Johnson & Johnson had a problem in the early 2000s when physicians started prescribing its anti-psychotic drug Risperdal to children as a treatment for emotional disturbances and antisocial behavior.
The Food and Drug Administration had approved Risperdal for use in adult schizophrenics, with a warning against side effects, including gynecomastia, or abnormal swelling of the breasts. But while J&J knew from clinical studies that Risperdal stimulated even more pronounced gynecomastia in boys, it couldn’t say so on the label because the drug wasn’t yet approved for use in children. The FDA strictly controls the wording on drug labels, and anything suggesting an unapproved or off-label use could violate federal law.
Soon, young boys started complaining about embarrassing breast growth, and their parents turned to that all-purpose American solution: They sued. Presented with an embarrassed kid, angry parents and a giant corporation that knew about a side effect but didn’t warn doctors, juries handed down spectacular verdicts. In October 2019, Philadelphia jury ordered J&J to pay $8 billion in punitive damages in a Risperdal case (the judge later slashed it to $6.8 million).
Those verdicts pose a question as old as the Republic itself: When state and federal laws conflict, which one controls?
In theory, the answer is simple. Article VI of the U.S. Constitution states that federal law is “the supreme law of the land.” To companies like J&J, that means lawsuits like the Risperdal cases should be preempted since they can’t obey state tort law by adding language to the warning label that is prohibited under federal law. Lawyers call this “impossibility preemption,” for obvious reasons. Courts have also tossed lawsuits where state-law claims conflict with federal policy, as with climate litigation against big international oil companies over global warming, a quintessential question of federal policy.
Preemption is a powerful doctrine that flips the normal positions occupied by corporations and trial lawyers. Instead of arguing against federal regulation, when it comes to preemption, corporations love it. And whenever a corporation cries, “Preemption!” plaintiff lawyers find themselves arguing strenuously against federal regulators in favor of vague concepts of state tort law enforced by fickle juries.
The U.S. Supreme Court’s record in this area is less than clear.

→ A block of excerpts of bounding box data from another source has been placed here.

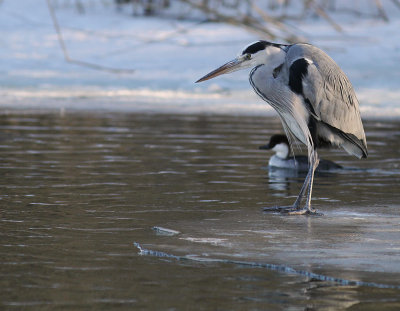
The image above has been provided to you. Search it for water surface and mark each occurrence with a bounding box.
[0,111,400,310]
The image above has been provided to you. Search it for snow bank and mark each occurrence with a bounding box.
[0,0,400,117]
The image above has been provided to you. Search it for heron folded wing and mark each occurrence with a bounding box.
[287,44,367,157]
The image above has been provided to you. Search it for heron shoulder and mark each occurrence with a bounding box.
[287,44,367,157]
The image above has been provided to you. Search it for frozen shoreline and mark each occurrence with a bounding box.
[0,0,400,118]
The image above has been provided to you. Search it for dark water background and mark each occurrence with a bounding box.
[0,111,400,310]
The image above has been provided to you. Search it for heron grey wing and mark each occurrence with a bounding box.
[302,63,366,152]
[287,44,367,157]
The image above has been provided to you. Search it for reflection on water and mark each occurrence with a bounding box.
[0,112,400,310]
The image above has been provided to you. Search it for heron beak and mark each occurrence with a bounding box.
[196,56,245,83]
[258,144,271,150]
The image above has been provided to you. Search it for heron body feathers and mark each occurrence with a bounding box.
[250,44,367,158]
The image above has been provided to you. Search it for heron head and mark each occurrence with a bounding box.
[196,40,286,83]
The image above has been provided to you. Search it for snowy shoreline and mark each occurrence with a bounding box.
[0,0,400,118]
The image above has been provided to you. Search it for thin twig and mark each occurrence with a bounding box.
[311,0,343,32]
[47,0,134,73]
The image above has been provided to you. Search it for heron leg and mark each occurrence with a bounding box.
[289,150,319,215]
[263,166,312,214]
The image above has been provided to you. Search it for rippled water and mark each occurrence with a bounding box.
[0,112,400,310]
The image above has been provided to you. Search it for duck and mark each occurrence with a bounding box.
[259,134,343,172]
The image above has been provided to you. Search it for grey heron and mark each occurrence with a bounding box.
[196,40,368,215]
[259,134,343,172]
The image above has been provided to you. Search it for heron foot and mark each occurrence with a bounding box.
[263,206,323,216]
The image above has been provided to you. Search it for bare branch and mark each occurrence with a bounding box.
[47,0,134,73]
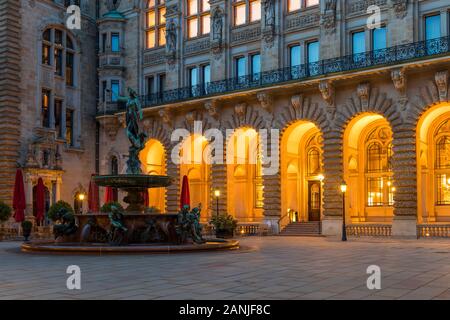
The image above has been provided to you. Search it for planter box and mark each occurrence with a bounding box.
[216,229,234,239]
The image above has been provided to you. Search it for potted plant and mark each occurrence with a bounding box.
[210,215,238,238]
[47,200,75,222]
[0,201,12,240]
[100,202,125,213]
[22,220,33,241]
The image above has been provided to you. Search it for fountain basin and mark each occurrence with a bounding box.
[93,174,173,190]
[21,239,239,255]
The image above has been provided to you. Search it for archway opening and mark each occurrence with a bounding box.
[139,139,166,212]
[180,134,211,221]
[416,103,450,223]
[281,121,324,224]
[227,128,264,222]
[343,113,396,223]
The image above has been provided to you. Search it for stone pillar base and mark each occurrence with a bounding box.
[392,216,417,238]
[322,216,342,237]
[263,216,280,234]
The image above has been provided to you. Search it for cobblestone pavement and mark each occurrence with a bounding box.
[0,237,450,300]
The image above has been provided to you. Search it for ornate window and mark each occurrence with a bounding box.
[186,0,211,38]
[434,120,450,205]
[287,0,319,12]
[365,126,395,207]
[233,0,261,26]
[146,0,166,49]
[306,133,322,177]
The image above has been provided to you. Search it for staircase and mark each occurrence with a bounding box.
[280,221,321,237]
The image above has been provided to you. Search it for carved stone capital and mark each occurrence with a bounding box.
[391,0,408,19]
[391,68,406,97]
[356,82,370,109]
[434,70,448,102]
[234,102,247,119]
[319,80,335,109]
[158,109,172,127]
[99,116,121,140]
[205,100,219,120]
[291,94,303,110]
[256,92,273,111]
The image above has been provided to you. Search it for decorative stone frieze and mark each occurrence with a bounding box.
[391,68,406,96]
[390,0,409,19]
[434,70,448,102]
[356,82,370,109]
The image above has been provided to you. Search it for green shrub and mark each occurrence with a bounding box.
[100,202,125,213]
[47,200,75,221]
[0,202,12,223]
[22,220,33,231]
[210,215,238,231]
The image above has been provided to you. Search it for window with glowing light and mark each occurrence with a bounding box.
[233,0,261,26]
[287,0,319,12]
[145,0,166,49]
[365,126,395,207]
[186,0,211,38]
[434,120,450,206]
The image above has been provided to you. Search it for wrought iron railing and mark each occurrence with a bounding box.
[417,224,450,238]
[346,224,392,237]
[103,37,450,114]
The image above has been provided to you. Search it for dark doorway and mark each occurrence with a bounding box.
[308,181,322,221]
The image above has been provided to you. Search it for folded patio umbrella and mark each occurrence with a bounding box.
[88,174,99,212]
[180,176,191,209]
[105,187,114,203]
[36,178,45,222]
[13,169,27,222]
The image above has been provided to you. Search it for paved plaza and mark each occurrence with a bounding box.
[0,237,450,300]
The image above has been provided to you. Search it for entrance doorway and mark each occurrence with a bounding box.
[308,181,322,221]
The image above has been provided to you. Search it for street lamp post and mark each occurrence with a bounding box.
[214,189,220,216]
[341,181,347,241]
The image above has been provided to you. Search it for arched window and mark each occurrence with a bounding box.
[146,0,166,49]
[434,120,450,206]
[42,28,75,86]
[111,156,119,201]
[365,126,395,207]
[186,0,211,38]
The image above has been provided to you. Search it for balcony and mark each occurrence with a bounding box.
[106,37,450,114]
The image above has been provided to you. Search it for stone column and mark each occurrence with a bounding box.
[320,0,345,60]
[209,0,229,81]
[261,0,282,72]
[387,0,418,46]
[322,129,343,236]
[165,0,184,90]
[166,145,181,213]
[392,124,417,237]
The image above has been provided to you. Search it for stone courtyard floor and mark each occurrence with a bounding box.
[0,237,450,300]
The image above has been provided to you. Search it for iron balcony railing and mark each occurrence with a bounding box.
[107,37,450,114]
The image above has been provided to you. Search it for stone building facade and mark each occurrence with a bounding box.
[0,0,450,236]
[97,0,450,236]
[0,0,97,217]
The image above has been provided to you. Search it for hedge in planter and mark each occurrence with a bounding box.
[0,201,12,224]
[47,200,75,221]
[100,202,125,213]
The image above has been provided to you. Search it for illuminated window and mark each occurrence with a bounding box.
[145,0,166,49]
[287,0,319,12]
[233,0,261,26]
[187,0,211,38]
[434,120,450,206]
[365,126,395,207]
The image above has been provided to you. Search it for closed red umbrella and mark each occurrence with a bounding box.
[13,169,27,222]
[36,178,45,222]
[88,174,99,212]
[105,187,114,203]
[142,190,150,208]
[180,176,191,209]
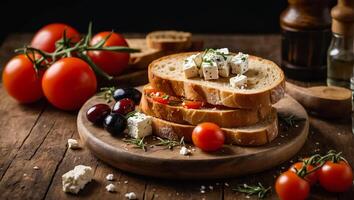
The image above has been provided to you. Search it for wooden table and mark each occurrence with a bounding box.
[0,34,354,200]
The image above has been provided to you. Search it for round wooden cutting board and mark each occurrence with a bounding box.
[77,96,309,179]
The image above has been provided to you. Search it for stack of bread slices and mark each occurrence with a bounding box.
[140,49,285,146]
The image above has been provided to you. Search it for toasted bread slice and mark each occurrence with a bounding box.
[127,38,166,69]
[140,85,271,128]
[148,52,285,109]
[146,30,192,51]
[146,108,278,146]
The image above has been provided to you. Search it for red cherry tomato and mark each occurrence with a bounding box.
[182,100,203,109]
[275,171,310,200]
[289,162,318,185]
[88,32,130,76]
[42,57,97,110]
[2,55,43,103]
[152,96,169,104]
[31,23,80,52]
[192,122,225,151]
[318,161,353,192]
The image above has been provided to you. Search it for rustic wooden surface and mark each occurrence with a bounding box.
[0,34,354,200]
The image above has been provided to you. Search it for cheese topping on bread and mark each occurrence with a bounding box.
[183,48,248,87]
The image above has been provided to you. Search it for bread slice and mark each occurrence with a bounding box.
[146,30,192,51]
[127,38,167,69]
[140,85,271,128]
[145,108,278,146]
[148,52,285,109]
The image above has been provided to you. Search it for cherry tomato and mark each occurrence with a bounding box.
[42,57,97,110]
[88,32,130,76]
[318,161,353,192]
[289,162,318,185]
[275,171,310,200]
[31,23,80,52]
[2,55,43,103]
[182,100,203,109]
[152,96,169,104]
[192,122,225,151]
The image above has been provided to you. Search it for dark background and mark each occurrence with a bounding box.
[0,0,287,41]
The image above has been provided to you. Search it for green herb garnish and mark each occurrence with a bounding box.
[232,183,271,199]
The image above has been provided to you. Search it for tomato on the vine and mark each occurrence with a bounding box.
[318,161,353,192]
[88,32,130,76]
[275,171,310,200]
[192,122,225,151]
[2,54,43,103]
[42,57,97,110]
[289,162,318,185]
[31,23,80,52]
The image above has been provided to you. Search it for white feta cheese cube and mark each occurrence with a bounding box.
[230,74,247,88]
[218,62,230,77]
[216,48,230,55]
[124,192,136,200]
[202,62,219,80]
[62,165,93,194]
[106,183,117,192]
[179,146,191,156]
[183,56,198,78]
[230,52,248,74]
[68,139,80,149]
[127,112,152,138]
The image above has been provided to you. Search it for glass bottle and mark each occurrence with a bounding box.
[327,33,354,88]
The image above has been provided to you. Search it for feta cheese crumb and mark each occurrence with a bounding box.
[62,165,93,194]
[106,174,114,181]
[179,146,191,156]
[230,75,247,88]
[124,192,136,199]
[68,139,80,149]
[230,52,249,74]
[127,112,152,138]
[106,183,117,192]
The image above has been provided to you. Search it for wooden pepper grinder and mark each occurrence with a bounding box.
[280,0,331,81]
[327,0,354,88]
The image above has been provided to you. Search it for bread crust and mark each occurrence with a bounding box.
[148,52,285,109]
[148,109,278,146]
[140,87,271,128]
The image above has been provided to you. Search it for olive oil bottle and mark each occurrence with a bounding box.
[327,0,354,89]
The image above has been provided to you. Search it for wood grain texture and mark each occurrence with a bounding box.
[0,34,354,200]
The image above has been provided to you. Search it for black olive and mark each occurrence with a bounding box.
[103,113,127,135]
[113,88,141,105]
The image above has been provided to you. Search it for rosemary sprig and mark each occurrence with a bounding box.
[155,137,185,150]
[15,22,140,80]
[123,137,147,151]
[278,114,305,130]
[232,183,271,199]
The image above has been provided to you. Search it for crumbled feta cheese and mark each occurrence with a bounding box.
[230,75,247,88]
[106,183,117,192]
[127,112,152,138]
[124,192,136,199]
[62,165,93,194]
[202,62,219,80]
[183,55,198,78]
[230,52,248,74]
[68,139,80,149]
[179,146,191,156]
[106,174,114,181]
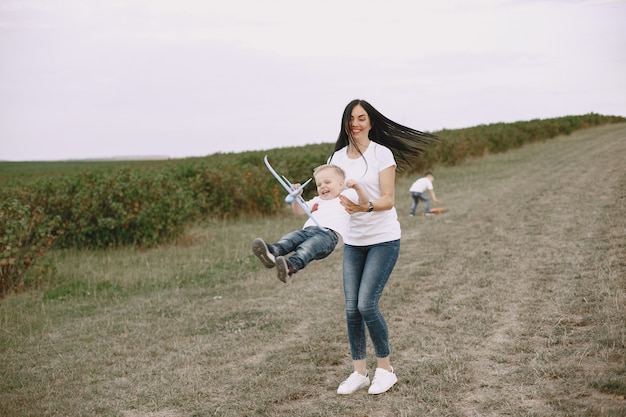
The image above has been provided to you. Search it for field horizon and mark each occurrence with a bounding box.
[0,123,626,417]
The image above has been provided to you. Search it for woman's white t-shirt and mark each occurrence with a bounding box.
[329,142,401,246]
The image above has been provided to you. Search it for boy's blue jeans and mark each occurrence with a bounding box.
[270,226,339,272]
[343,239,400,360]
[411,192,430,214]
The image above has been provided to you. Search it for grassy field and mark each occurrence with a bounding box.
[0,124,626,417]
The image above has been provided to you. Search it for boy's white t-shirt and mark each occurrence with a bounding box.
[329,142,401,246]
[302,188,359,238]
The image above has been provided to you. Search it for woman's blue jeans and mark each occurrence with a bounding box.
[343,239,400,360]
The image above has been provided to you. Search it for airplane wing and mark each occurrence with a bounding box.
[263,155,323,229]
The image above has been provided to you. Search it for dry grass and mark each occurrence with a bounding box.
[0,125,626,417]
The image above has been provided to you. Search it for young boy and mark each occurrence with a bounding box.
[409,171,439,216]
[252,164,369,282]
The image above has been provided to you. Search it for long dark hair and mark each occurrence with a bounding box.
[334,99,441,172]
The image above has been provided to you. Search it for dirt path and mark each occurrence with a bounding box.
[392,122,626,416]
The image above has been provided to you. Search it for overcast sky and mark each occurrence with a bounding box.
[0,0,626,161]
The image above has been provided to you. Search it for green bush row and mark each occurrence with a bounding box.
[0,113,626,295]
[0,200,58,297]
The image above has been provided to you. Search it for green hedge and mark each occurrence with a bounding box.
[0,113,626,295]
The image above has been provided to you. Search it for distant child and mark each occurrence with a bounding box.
[409,171,439,216]
[252,165,369,282]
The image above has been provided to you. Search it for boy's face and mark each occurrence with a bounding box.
[315,169,344,200]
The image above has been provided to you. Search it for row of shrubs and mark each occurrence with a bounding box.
[0,114,626,296]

In the 2009 decision Wyeth v. Levine, the court’s liberals, joined by conservative Justice Clarence Thomas, rejected a drugmaker’s claim of impossibility preemption to uphold a Vermont jury verdict of liability for failing to change an FDA-approved label. In that case, the court cited a provision of federal law known as “changes-being-effected,” or CBE, that allows the makers of brand-name pharmaceuticals to update their labels when they receive new information about side effects.
The court followed that up in 2011 with PLIVA v. Mensing, this time with Justice Thomas joining the conservatives to rule that generic drug makers were protected against state-law claims because they cannot utilize the CBE process.
The Supreme Court famously tends to decide important questions in triads, and J&J had high hopes that would be the case with impossibility preemption. It appealed another $70 million Philadelphia Risperdal verdict to the high court this year with the support of the pharmaceutical industry and tort-reform groups but in May, the justices declined review.
So, as things stand, the Supreme Court has decided that state-law claims over on-label prescriptions of brand-name drugs aren’t preempted, but claims over on-label, generic drugs are. Perhaps another case will come along to finally decide whether off-label uses of brand-name drugs deserve the awesome protection of the Supremacy Clause.